Selon moi, dès 2013, il aurait fallu déterminer un statut d’exception et une stratégie indépendante pour les départements pédagogiques, en tenant compte de leur lien essentiel avec l’ensemble du système éducatif, de leurs spécificités et de leurs missions non marchandes, dont les enjeux sont déterminants pour l’ensemble de la société.

Il aurait fallu veiller à préserver la diversité des projets d’établissements au lieu de pratiquer une politique de nivellement et de standardisation qui est en train d’anéantir leur vitalité là où, plus que jamais, cette vitalité est le seul vrai gage que nous ayons de parvenir à formuler des réponses créatives aux défis multiples qui se posent aujourd’hui.

N’aurait-il pas été plus simple de laisser les Hautes Écoles organiser elles-mêmes leur passage au Master de niveau 7 en 4 ans, de passer simplement du type court au type long ? Les enseignants du département pédagogique de ma Haute École forment des enseignants depuis plus de 100 ans ; ils avaient, et ils ont, les épaules et la carrure pour le faire. C’est sur eux qu’il aurait fallu miser et investir au lieu de les ignorer, et de les sous-estimer.

Finalement, n’aurait-il pas été plus simple d’encourager les partenariats divers avec les universités, les institutions culturelles, sociales, sportives, plutôt que de forcer des codiplomations parfois complètement contre-nature ?

En lieu et place de cela, depuis 2013, les énergies et les efforts des enseignants ont été investis dans des refontes structurelles et juridiques qui ont épuisé les équipes et ont profondément abîmé leur confiance et leur motivation, sans aucune plus-value qualitative au final pour les étudiants ou pour la société. Juste des embrouilles administratives et institutionnelles à répétition, et de l’argent, beaucoup d’argent, très mal dépensé.

Sur le terrain, tout le travail reste à faire, les injonctions pleuvent en rangs serrés sur les enseignants du pédagogique.

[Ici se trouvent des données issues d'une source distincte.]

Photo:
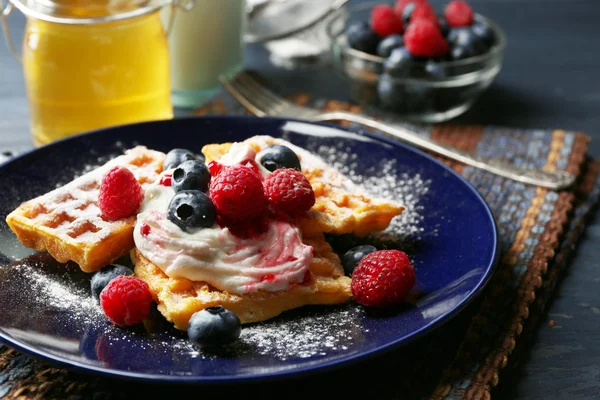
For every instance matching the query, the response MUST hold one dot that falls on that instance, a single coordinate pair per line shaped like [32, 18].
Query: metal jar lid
[85, 12]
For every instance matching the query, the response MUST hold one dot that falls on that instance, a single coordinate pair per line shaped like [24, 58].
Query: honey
[85, 76]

Ceux-ci ont besoin qu’on leur dégage du temps dans leur charge de travail pour construire les réponses pédagogiques et numériques dont les écoles ont aujourd’hui besoin, mais les tiroirs sont vides.

Tout n'est pas perdu

Malgré tout cela, je sais que je ne démissionnerai pas. L’enseignement est inscrit dans mon ADN et je crois fondamentalement au rôle que les enseignants ont à jouer dans le devenir des sociétés. Il faut qu’ils soient entendus, il faut leur faire confiance et leur donner des moyens, à eux directement. J’estime que mon engagement ici est aussi de continuer à porter ce message, pas de renoncer.

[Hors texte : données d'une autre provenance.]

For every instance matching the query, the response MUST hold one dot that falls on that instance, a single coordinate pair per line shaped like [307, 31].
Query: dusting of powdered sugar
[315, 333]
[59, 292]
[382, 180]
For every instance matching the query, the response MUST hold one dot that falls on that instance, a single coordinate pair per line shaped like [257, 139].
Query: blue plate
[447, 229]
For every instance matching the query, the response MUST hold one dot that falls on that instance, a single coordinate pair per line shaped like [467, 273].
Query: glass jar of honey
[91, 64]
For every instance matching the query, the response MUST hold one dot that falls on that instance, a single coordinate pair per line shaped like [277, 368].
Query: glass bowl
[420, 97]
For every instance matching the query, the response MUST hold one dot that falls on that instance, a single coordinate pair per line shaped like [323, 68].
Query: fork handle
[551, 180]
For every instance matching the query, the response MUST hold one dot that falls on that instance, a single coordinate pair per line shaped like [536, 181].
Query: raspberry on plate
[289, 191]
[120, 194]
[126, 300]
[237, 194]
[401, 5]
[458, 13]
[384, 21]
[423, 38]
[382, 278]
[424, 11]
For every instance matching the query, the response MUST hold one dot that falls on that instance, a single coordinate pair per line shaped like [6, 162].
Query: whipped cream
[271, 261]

Dans les faits, les enseignants renoncent rarement aux causes qui leur sont chères. Aujourd’hui encore, contre vents et marées, les équipes de mon Département sont effectivement à pied d’œuvre pour envisager la mise en œuvre de la RFIE avec les cartes compliquées qu’ils ont en main et démontrent, semaine après semaine, toute l’étendue de leur savoir-faire. J’admire la patience de mes collègues, la constance de leur engagement, leur mutuelle solidarité. Je constate tous les jours que c’est ce type de valeurs partagées qui nous tiennent ensemble et qui nous font tenir bon dans notre projet commun de former les générations de demain. Tout n’est pas perdu.

Ce texte de non démission, je le signe aujourd’hui de mon nom mais j’en sais le propos intimement partagé par mes deux plus proches collaborateurs, qui ont souhaité y être associés en le co-signant symboliquement.